Muito já se escreveu sobre a não divulgação dos resultados dos trabalhos desta expedição e sobre a dispersão do seu legado, iniciada com o saque perpetrado pelos franceses sob o comando do marechal Junot, em 1808, durante a penetração napoleônica na península ibérica, quando parte significativa dos trabalhos de Ferreira e seus companheiros, além de animais e herbários, passaram às mãos de Étienne Geoffroy Saint-Hilaire. Entretanto, mesmo com as significativas perdas oriundas de traslados, saques e incêndios, ainda se conserva um valioso legado em acervos de instituições portuguesas e brasileiras, que só o esforço de equipes multidisciplinares pode trazer a público; parte dele, infelizmente, em péssimo estado de conservação.

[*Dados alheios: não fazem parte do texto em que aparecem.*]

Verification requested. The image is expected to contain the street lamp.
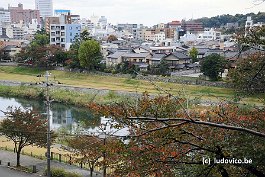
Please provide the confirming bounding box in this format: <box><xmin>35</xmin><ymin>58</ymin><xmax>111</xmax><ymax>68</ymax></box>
<box><xmin>98</xmin><ymin>121</ymin><xmax>110</xmax><ymax>177</ymax></box>
<box><xmin>99</xmin><ymin>133</ymin><xmax>107</xmax><ymax>177</ymax></box>
<box><xmin>44</xmin><ymin>71</ymin><xmax>51</xmax><ymax>177</ymax></box>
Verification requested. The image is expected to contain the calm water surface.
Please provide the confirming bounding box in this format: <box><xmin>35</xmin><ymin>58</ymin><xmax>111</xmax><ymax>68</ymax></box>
<box><xmin>0</xmin><ymin>96</ymin><xmax>128</xmax><ymax>136</ymax></box>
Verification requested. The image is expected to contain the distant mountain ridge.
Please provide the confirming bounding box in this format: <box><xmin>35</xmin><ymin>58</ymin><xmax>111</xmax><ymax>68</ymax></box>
<box><xmin>196</xmin><ymin>12</ymin><xmax>265</xmax><ymax>28</ymax></box>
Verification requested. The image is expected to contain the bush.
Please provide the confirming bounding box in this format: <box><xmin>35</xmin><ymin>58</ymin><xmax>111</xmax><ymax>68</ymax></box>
<box><xmin>44</xmin><ymin>168</ymin><xmax>82</xmax><ymax>177</ymax></box>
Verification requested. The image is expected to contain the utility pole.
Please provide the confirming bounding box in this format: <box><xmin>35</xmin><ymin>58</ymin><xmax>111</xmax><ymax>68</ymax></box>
<box><xmin>99</xmin><ymin>122</ymin><xmax>108</xmax><ymax>177</ymax></box>
<box><xmin>103</xmin><ymin>136</ymin><xmax>106</xmax><ymax>177</ymax></box>
<box><xmin>45</xmin><ymin>71</ymin><xmax>51</xmax><ymax>177</ymax></box>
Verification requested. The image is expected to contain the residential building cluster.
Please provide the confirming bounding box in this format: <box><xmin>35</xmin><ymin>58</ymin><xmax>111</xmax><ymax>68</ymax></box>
<box><xmin>0</xmin><ymin>0</ymin><xmax>264</xmax><ymax>74</ymax></box>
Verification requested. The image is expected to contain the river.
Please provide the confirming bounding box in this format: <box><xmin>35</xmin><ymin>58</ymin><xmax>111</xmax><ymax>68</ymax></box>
<box><xmin>0</xmin><ymin>96</ymin><xmax>128</xmax><ymax>136</ymax></box>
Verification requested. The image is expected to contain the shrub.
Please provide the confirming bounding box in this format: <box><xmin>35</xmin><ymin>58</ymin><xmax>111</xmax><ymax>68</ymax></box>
<box><xmin>44</xmin><ymin>168</ymin><xmax>82</xmax><ymax>177</ymax></box>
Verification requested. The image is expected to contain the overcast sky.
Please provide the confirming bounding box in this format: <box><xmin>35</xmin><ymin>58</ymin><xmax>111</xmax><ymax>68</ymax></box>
<box><xmin>1</xmin><ymin>0</ymin><xmax>265</xmax><ymax>26</ymax></box>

Hoje é sabido, como demonstrou Simon (1983) em seu estudo sobre as expedições portuguesas do século XVIII, que não foi somente Saint-Hilaire quem se beneficiou dos trabalhos realizados por Ferreira. Através do intenso intercâmbio que museus e jardins botânicos europeus mantinham entre si, estudiosos como o inglês Joseph Banks, o espanhol. Casimiro Gómez Ortega e mesmo Humboldt também puderam ter acesso aos materiais produzidos pelo árduo trabalho do naturalista baiano. Contudo, a maior difusão dos resultados desta Viagem Filosófica vai se dar em meados do século XIX, quando, de formas diferenciadas, trazem-se a público séries documentais e dados da biografia de Ferreira e sobre a sua empresa naturalista”.
Fontes:
COSTA, Maria de Fátima - Alexandre Rodrigues Ferreira e a capitania de Mato Grosso: imagens do interior. Brasil - Mato Grosso, 2001 - Universidade Federal de Mato Grosso (UFMT).
FERREIRA, Alexandre Rodrigues - Viagem filosófica pelas capitanias do Pará, Rio Negro, Mato Grosso e Cuiabá. Brasil - Rio de Janeiro, 1971 - Conselho Federal de Cultura.
RAMINELLI, Ronald - Viagem Filosófica de Alexandre Rodrigues Ferreira. Brasil - Rio de Janeiro, 1997 - Universidade Federal Fluminense (UFF).